Il pâlit, rougit, bredouilla :

— Je n’y ai pas mis de méchanceté… La question m’a paru burlesque, et, ma foi…

— Ne vous émotionnez pas, interrompit le chef de la mission déjà redevenu paternel, je sais bien que vous êtes un bon et brave cœur, Landeroin. Aussi expliquez vite à notre petite compagne noire que les Français ne se nourrissent pas de chair humaine.

— L’interprète s’exécuta avec un empressement qui montrait combien la remontrance de son supérieur lui avait été sensible.

Souriant il parla à la fillette.

Et, à mesure que les paroles parvenaient aux oreilles de l’enfant, le visage de celle-ci s’épanouissait.

Enfin elle regarda le commandant, s’approcha de lui et prononça quelques paroles incompréhensibles :

— Que dit-elle ?

— Elle dit, mon commandant, que vous êtes bon comme Rabou, le père des oiseaux et des fleurs, et qu’elle sera pour vous la gazelle privée et fidèle.

Et comme la petite parlait encore, Landeroin parut surpris :

— Quoi encore ? interrogea Marchand.

— Oh ! j’ai mal entendu. La coïncidence serait trop bizarre.

— Mais entendu quoi ?

L’interprète mit un doigt sur sa bouche, puis :

— Veuillez attendre que je l’aie fait répéter.

Il revint à l’enfant et parut la questionner.

Elle répondit sans hésiter.

Landeroin leva les bras au ciel avec un air absolument ravi.

— C’est extraordinaire.

— Mais quoi donc ? insista l’officier dont la curiosité était piquée par la singulière attitude de l’interprète, dont la placidité habituelle était proverbiale.

— C’est une véritable coïncidence.

— Mais encore.

— Ou plutôt non, mon commandant, c’est un présage, un véritable présage.


une halte.


— Enfin, Landeroin, expliquez-vous ; auriez-vous l’intention de me faire mourir à petit feu ?

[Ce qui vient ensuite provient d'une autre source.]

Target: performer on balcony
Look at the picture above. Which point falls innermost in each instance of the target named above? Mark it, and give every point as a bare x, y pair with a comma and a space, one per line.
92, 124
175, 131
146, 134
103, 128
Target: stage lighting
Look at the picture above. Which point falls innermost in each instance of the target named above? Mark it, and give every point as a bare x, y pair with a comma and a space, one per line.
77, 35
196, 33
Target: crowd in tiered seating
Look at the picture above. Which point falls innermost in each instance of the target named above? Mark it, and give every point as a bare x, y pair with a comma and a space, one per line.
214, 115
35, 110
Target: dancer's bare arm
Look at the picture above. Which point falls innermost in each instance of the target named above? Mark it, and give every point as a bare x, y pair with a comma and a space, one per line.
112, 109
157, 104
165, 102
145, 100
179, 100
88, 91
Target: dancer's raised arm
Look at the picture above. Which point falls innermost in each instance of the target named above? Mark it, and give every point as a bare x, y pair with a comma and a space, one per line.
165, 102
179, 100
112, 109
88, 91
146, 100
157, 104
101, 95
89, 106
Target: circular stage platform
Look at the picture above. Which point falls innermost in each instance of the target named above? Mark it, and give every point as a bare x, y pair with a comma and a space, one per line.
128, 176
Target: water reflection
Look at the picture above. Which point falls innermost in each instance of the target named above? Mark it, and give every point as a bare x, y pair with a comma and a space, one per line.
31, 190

— Le ciel m’en préserve, commandant.

— Alors, parlez. Que vous a dit la petite ?

— Son nom tout simplement.

— Son nom ? Il est donc bien surprenant, ce nom.


le cours de l’oubanghi.


— Jugez~en, commandant…

Et, par taquinerie, Landeroin prit un temps.

— Ah ! Landeroin, nous allons nous fâcher.

— Non, mon commandant, car ce nom sonnera à vos oreilles comme une promesse.

— Insupportable bavard, vous déciderez-vous ?

— Je me décide… ce nom, c’est…

— C’est ?

— Fasch’Aouda.

Marchand demeura un instant interdit.

Puis un bon sourire distendit ses lèvres et, appuyant la main sur les cheveux laineux de sa protégée :

— Tout va bien aujourd’hui. La confiance de mes compagnons, l’espoir d’arriver à Fachoda, et, en attendant, ainsi qu’un présage comme vous le disiez, Monsieur l’interprète, Fasch’Aouda qui m’appartient…

  1. Rigoureusement exact. Si John Bright et Jane ne sont pas les seuls agents qui s’acharnèrent contre la mission, ils furent du moins les plus actifs.
  2. Sur beaucoup de points, la guerre sainte fut prêchée par des marabouts qui, à leur fonction sacrée, joignaient le titre de « Champion de l’Ordre pour l’Angleterre ». Ce rapprochement se passe de commentaires. Avec un millier d’hommes, munis d’armes à tir rapide, on rétablit le calme au Soudan (Le combat de Fachoda où 200 Sénégalais mirent en déroute 12.000 Mahdistes le prouve.) Or, les Anglais rassemblèrent 25.000 soldats. En réalité, ils voulaient avoir la supériorité du nombre dans la vallée du Nil.